Se sienta en la silla frente a mí y deja que el guardia lo espose a la mesa con tranquilidad. ¿Este es un hombre que aceptó la muerte? No lo entiendo.

—¿Eres Cristopher Carter? —pregunto.

—¿No se supone que debería saber eso? Es usted quien ha solicitado verme —contesta con frialdad.

—Solo quería comprobarlo.

—Ellos lo enviaron, ¿no es así? —cuestiona de pronto.

—¿A quiénes te refieres con “ellos”?

—Los Dupont. Ellos lo enviaron aquí, ¿no es así?

Esto se pone cada vez más interesante. Entonces los Dupont sí que tienen que ver con este hombre. Es como un rompecabezas que tengo que armar, y a mí me encantan los desafíos.

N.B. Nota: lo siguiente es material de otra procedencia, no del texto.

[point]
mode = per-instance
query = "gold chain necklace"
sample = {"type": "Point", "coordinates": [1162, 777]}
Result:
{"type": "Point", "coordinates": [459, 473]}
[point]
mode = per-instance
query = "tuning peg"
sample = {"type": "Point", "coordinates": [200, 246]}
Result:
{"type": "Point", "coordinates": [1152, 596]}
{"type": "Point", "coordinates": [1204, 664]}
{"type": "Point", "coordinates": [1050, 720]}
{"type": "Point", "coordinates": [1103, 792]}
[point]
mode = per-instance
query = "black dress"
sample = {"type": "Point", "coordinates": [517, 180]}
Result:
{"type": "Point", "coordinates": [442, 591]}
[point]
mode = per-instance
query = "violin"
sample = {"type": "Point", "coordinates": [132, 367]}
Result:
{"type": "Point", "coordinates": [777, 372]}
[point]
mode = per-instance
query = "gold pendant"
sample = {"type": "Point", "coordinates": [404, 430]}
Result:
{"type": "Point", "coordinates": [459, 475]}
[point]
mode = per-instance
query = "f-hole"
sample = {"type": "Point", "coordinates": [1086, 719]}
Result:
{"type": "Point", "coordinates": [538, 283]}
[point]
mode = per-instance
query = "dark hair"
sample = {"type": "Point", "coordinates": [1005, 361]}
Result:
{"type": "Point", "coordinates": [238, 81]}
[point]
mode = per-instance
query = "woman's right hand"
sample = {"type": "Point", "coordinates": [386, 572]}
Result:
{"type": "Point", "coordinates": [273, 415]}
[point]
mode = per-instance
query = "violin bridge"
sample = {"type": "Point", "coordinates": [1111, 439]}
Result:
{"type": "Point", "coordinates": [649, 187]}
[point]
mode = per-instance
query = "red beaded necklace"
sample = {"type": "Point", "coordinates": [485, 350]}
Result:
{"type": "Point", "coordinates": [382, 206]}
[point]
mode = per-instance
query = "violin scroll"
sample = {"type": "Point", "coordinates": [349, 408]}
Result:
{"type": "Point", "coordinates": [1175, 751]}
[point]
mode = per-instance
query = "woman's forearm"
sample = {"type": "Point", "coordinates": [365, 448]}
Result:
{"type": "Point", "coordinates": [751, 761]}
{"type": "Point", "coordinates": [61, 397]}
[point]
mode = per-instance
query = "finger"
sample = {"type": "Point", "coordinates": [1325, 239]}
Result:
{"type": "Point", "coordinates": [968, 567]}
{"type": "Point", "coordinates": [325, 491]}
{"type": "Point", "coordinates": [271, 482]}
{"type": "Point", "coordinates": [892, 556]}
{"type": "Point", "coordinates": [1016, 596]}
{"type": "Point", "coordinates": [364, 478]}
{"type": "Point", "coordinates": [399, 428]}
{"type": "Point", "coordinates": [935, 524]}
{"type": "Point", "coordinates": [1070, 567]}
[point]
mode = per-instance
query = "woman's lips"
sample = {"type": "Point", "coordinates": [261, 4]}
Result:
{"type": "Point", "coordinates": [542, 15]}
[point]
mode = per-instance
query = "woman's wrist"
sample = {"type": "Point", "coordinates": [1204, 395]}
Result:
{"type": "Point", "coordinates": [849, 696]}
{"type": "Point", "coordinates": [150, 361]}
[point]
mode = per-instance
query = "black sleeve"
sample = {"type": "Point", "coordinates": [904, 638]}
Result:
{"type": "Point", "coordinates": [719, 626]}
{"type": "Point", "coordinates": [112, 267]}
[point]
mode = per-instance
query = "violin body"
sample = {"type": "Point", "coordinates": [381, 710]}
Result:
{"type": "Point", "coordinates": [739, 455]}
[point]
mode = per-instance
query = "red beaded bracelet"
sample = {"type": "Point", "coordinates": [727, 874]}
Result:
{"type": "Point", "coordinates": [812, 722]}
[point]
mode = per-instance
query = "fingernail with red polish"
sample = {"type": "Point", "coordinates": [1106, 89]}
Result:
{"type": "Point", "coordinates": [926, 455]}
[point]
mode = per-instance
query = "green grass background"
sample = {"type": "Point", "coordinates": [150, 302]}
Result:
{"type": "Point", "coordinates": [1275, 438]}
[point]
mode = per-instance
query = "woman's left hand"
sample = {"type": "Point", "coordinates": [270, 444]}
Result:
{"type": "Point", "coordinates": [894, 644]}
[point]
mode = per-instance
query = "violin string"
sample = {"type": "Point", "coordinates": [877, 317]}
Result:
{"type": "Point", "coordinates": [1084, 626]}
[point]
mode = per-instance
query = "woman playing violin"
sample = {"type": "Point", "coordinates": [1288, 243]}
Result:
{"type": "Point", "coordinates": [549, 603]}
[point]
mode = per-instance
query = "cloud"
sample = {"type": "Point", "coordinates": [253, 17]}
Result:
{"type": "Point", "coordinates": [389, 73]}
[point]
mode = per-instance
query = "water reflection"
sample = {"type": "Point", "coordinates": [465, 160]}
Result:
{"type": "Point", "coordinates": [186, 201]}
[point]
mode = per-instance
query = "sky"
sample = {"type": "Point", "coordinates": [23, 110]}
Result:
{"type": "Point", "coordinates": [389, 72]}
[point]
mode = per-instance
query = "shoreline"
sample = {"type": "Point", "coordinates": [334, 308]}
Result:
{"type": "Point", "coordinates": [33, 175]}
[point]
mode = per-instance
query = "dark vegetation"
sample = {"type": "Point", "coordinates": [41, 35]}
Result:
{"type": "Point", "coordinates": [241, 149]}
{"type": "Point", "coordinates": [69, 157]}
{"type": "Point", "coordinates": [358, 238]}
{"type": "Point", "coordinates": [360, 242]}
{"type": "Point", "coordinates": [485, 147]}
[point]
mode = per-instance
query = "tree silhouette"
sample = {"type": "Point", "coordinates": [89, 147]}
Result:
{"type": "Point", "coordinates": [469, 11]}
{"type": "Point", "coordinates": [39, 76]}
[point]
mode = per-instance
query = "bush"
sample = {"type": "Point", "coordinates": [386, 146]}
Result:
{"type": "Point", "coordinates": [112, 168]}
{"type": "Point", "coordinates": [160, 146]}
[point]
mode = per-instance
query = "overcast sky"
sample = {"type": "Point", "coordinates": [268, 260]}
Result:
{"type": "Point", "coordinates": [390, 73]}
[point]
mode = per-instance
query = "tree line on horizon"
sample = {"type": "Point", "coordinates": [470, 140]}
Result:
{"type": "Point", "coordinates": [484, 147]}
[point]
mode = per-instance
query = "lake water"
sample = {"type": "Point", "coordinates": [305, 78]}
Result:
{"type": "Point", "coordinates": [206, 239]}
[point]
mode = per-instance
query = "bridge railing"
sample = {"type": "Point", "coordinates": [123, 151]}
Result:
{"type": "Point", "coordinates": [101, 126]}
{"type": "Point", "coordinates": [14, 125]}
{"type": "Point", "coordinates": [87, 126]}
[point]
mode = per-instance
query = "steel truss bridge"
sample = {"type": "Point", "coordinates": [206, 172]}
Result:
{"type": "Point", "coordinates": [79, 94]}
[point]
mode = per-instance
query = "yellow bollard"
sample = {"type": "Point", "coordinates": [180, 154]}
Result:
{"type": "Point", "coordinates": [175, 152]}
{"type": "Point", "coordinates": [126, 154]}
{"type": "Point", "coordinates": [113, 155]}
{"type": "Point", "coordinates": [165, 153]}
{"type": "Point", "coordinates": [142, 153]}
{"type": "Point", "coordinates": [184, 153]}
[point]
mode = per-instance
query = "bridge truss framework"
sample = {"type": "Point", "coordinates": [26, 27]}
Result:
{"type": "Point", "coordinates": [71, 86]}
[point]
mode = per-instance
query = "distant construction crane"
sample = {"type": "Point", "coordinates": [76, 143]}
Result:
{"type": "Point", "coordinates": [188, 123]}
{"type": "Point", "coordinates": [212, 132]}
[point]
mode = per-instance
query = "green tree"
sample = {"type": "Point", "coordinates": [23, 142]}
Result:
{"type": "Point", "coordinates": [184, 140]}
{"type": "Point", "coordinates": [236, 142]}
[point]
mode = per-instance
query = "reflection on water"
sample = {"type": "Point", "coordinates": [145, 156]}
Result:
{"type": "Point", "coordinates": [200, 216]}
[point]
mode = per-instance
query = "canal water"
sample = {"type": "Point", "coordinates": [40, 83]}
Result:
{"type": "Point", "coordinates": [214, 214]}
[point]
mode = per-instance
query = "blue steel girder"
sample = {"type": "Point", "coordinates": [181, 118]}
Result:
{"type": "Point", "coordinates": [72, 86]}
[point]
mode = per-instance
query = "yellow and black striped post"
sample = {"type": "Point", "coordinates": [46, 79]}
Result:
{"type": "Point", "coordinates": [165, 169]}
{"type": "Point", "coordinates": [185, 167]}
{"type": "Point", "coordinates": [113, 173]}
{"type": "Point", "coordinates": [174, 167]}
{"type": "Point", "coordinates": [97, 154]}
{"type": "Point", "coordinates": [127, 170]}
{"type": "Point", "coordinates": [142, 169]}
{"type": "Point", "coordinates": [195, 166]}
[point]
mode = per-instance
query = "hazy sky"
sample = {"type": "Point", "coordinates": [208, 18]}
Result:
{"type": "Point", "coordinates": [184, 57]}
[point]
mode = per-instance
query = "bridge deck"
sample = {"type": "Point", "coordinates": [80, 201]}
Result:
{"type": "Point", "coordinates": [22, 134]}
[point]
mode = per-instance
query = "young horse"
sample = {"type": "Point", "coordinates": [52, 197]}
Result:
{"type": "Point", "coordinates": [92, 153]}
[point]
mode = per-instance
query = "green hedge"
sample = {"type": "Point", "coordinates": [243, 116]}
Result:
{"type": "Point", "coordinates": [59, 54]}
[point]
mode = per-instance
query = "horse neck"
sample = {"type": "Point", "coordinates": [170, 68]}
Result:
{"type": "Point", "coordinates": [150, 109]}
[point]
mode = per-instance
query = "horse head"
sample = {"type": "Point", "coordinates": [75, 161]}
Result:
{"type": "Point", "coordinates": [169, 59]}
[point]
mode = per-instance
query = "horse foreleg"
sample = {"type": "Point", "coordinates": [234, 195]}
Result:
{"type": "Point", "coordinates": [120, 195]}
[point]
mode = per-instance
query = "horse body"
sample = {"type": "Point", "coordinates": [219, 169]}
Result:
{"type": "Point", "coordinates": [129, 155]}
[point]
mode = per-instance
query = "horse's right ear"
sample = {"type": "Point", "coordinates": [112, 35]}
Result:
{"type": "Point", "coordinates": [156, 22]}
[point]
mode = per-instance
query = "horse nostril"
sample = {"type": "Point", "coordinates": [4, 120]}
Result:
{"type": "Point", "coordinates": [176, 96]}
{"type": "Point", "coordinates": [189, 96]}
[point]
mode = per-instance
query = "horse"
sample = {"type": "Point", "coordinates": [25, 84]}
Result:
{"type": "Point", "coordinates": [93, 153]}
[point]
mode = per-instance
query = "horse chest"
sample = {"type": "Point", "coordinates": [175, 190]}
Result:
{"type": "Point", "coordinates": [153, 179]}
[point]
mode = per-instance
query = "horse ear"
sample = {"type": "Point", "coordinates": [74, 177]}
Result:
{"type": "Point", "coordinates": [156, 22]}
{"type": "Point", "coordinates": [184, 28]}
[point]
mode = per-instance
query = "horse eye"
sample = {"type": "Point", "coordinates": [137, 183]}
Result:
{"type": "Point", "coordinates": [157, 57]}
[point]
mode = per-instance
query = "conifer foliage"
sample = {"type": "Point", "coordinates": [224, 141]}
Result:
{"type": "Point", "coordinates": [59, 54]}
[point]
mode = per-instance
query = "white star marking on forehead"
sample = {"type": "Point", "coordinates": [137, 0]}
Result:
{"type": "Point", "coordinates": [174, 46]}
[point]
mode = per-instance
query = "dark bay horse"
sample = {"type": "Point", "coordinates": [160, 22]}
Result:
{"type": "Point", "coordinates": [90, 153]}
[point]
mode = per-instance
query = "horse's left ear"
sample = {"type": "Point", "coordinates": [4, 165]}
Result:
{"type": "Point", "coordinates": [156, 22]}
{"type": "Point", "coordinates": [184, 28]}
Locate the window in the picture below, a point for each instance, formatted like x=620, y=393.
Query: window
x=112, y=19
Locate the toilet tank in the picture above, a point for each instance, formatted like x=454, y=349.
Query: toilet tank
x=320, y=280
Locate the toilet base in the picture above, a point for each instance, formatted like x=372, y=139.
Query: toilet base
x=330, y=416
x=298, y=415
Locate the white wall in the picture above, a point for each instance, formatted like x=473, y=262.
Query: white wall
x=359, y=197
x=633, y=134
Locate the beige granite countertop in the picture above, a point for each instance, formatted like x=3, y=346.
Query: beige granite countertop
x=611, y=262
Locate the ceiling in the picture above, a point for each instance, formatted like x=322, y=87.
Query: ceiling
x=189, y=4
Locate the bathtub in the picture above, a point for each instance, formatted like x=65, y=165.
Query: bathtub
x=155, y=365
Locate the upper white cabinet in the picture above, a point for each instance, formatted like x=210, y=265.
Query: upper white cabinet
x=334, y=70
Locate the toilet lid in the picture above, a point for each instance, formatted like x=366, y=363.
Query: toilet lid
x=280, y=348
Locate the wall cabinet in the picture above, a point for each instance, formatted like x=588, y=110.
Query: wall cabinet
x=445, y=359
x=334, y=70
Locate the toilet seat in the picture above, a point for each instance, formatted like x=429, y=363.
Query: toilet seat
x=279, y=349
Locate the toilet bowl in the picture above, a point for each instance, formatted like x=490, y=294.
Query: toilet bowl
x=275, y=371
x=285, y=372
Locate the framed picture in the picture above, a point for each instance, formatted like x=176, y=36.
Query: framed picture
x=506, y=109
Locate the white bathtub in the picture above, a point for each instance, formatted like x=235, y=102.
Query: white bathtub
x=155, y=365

—No Cristopher, ellos no me enviaron, pero quizá yo pueda ayudarte si me cuentas todo.

Él me mira con recelo, como una pequeña presa a la que le han hecho demasiado daño. De pronto se quiebra, comienza a llorar desconsolado, agacha la cabeza para no mirarme y se queda así por un buen rato. Espero con paciencia, si algo sé es esperar.

Cuando acaba, levanta el rostro y me mira con determinación.

—Primero dígame quién es usted.

—Soy tu ángel de la guardia, Cristopher.